Barrier isolation technology growing Trend slows in pharmaceutical industry

Barrier isolation technology growing Trend slows in pharmaceutical industry

Myron Struck and Kathleen Vail

Washington, D.C. — The shift toward the use of barrier isolation in developing cleanrooms in the pharmaceutical industry has slowed, with more smaller companies than large moving toward the use of the technology.

Small firms looking to establish an economical system for manufacturing pharmaceuticals are increasingly considering the use of barrier isolation, Michael E. Porter, senior product engineer at Merck & Co. (West Point, PA), says.
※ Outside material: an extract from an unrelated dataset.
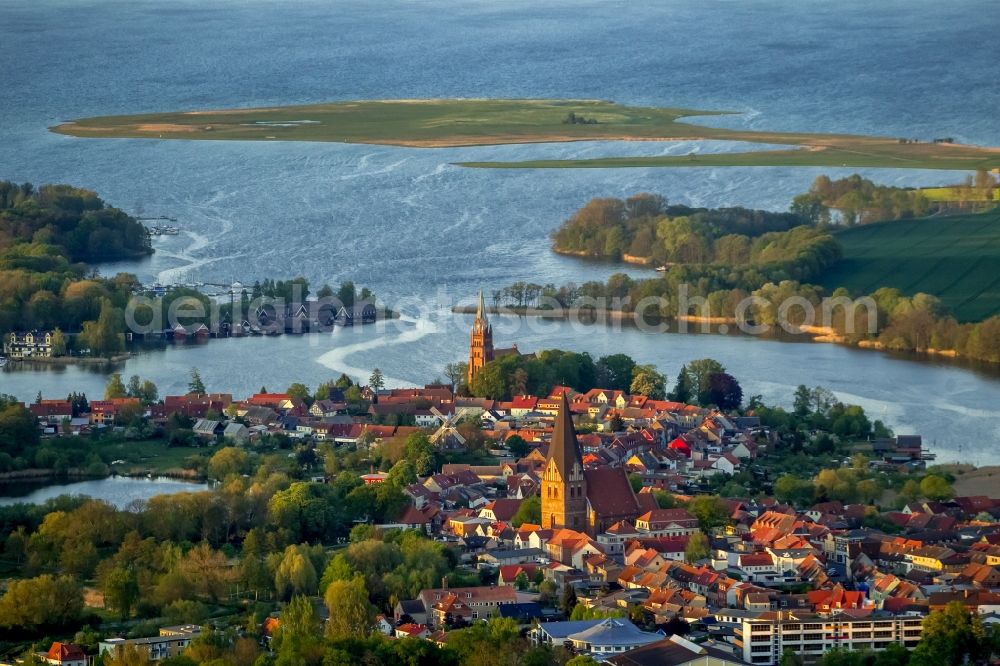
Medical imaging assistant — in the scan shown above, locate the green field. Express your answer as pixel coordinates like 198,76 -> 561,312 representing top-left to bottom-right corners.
821,208 -> 1000,321
920,186 -> 1000,203
51,99 -> 1000,170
Among them tend to be companies that deal with biopharmaceuticals and clinical applications. Smaller companies have been taking a quicker lead in the U.S., but the movement in growth remains in Europe.

“There is less apprehension but still a wait-and-see attitude in the U.S.,” says Porter, who was a presenter at the 1998 PDA Annual Meeting held in November in Washington, D.C.

Since barrier isolation systems` popularity began to skyrocket in 1995, only six of 34 manufacturers have earned Food and Drug Administration approval for the systems, with the majority of the systems involving Class 100,000 cleanrooms (55 of 79). Others are in place in Class 10,000 cleanrooms (13) and three each in Class 1,000 and Class 100 cleanrooms. (Five are in unclassified facilities.)

“We need improved transfer technology,” Porter says.

PDA, the 52-year-old international association for pharmaceutical science and technology, featured a seminar on the trends in barrier technology.

“I hear a cry for improved methods for getting materials in and out of the isolator,” Porter says, indicating that enhancing mechanical integration could enhance the growth of the barrier isolation use.

Right now, Porter says, the biggest users of barrier isolator filling lines are Novartis (7 lines), Baxter (5), Pharmacia & Upjohn (5), Eli Lilly (4) and seven companies with three lines (Boehringer Ingelheim, Cilag/Janssen, Evans Medical, ISB, Rhone Poulenc Rorer, Novo Nordisk and Confidential USA).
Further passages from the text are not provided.